Medtronic management expects the acquisition will provide about $850 million in cost savings per year by 2018. The strategic rationale behind the merger is to further strengthen Covidien's already strong international presence. The merger will further combine the research and development aspects of both companies to increase the effectiveness of new product development. Finally, the deal will move Medtronic's headquarters to Ireland to capitalize on favorable tax laws in the country.

Source: Medtronic-Covidien Press Release

Closing Thoughts

McDonald's may indirectly provide customers to Medtronic due to the company's less-than-healthy menu. This is not to say that McDonald's should be regulated or is evil in any way. Customers know that McDonald's is not focused on high quality healthy food, but on cheap food made fast, and the same way every time.

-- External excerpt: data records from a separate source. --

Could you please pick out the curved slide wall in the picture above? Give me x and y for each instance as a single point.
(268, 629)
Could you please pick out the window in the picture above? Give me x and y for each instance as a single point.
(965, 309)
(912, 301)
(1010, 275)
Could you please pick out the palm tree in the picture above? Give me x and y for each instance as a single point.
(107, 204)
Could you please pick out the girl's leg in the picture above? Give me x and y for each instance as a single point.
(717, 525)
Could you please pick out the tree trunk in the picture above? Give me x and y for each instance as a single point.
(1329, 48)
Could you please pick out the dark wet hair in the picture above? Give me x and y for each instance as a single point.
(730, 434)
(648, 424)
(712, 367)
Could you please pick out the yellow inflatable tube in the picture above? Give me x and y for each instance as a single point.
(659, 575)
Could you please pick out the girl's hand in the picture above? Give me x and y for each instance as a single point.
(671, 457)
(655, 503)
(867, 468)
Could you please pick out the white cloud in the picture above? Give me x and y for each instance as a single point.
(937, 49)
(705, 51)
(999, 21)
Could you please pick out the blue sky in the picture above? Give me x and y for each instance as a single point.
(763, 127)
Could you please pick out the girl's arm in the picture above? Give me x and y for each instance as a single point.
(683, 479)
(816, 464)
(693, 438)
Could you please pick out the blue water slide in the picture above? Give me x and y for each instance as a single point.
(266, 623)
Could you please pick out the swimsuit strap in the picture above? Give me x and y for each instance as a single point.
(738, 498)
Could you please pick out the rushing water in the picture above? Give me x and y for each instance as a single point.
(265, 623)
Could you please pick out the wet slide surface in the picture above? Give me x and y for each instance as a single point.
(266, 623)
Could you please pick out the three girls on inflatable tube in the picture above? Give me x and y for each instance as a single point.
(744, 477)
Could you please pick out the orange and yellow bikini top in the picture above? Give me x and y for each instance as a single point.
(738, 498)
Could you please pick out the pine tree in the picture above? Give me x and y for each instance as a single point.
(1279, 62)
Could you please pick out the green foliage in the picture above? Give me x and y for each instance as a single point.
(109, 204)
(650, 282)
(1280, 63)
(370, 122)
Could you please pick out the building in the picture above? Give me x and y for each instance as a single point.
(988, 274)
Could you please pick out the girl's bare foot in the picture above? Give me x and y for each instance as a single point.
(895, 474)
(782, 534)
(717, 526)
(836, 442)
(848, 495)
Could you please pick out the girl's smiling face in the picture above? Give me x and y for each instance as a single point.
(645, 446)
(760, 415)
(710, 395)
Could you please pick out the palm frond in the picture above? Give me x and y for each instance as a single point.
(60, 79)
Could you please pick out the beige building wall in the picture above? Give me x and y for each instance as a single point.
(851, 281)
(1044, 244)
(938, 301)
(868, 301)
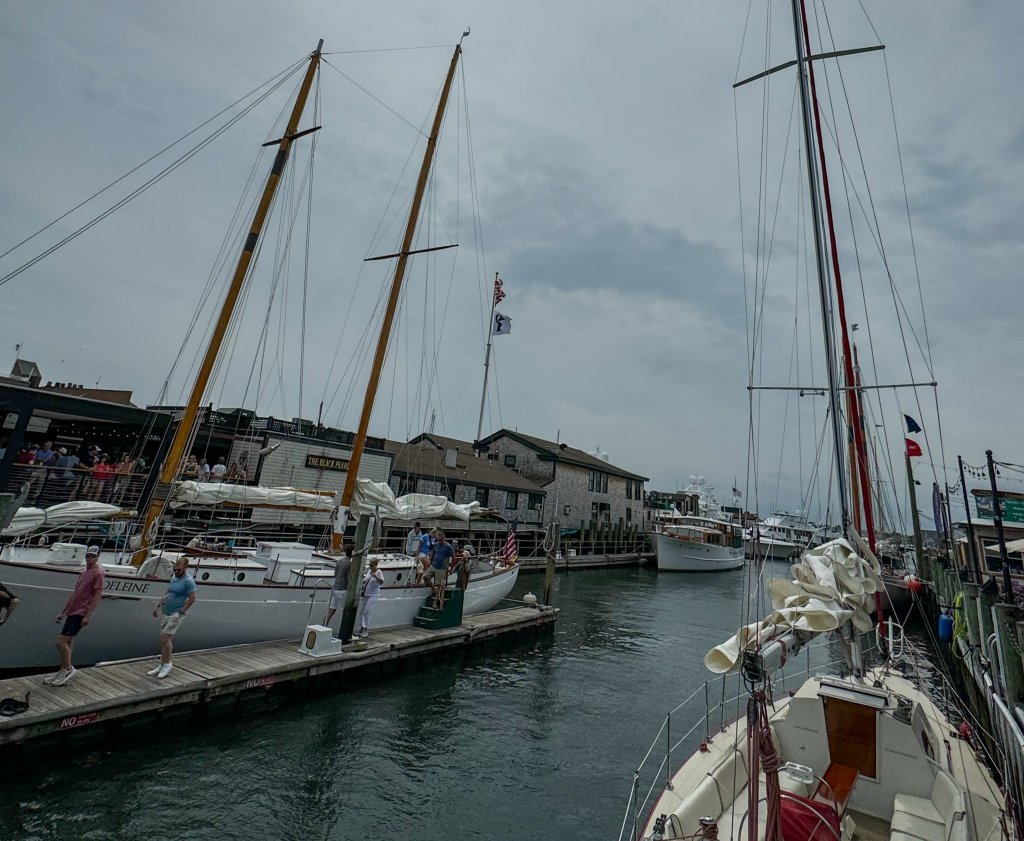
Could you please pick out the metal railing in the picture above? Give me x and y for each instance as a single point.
(660, 776)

Medtronic and McDonald's complement each other not because they have similarities, but because they are so different. The biggest similarity the two businesses have is their long history of rewarding shareholders through dividend payments. McDonald's and Medtronic have both coincidentally paid increasing dividends for 37 consecutive years.

Dividend Aristocrat stocks have outperformed the market by 2.88 percentage points per year over the last 10 years. Carefully selecting which Dividend Aristocrats you invest in based on the strength of the company as well as correlation to other Dividend Aristocrats will very likely enhance your risk adjusted return going forward. Out of all 54 Dividend Aristocrats, McDonald's and Medtronic are the least correlated; together, they offer the greatest gains from diversification.

Disclosure: The author is long MCD. The author wrote this article themselves, and it expresses their own opinions. The author is not receiving compensation for it. The author has no business relationship with any company whose stock is mentioned in this article.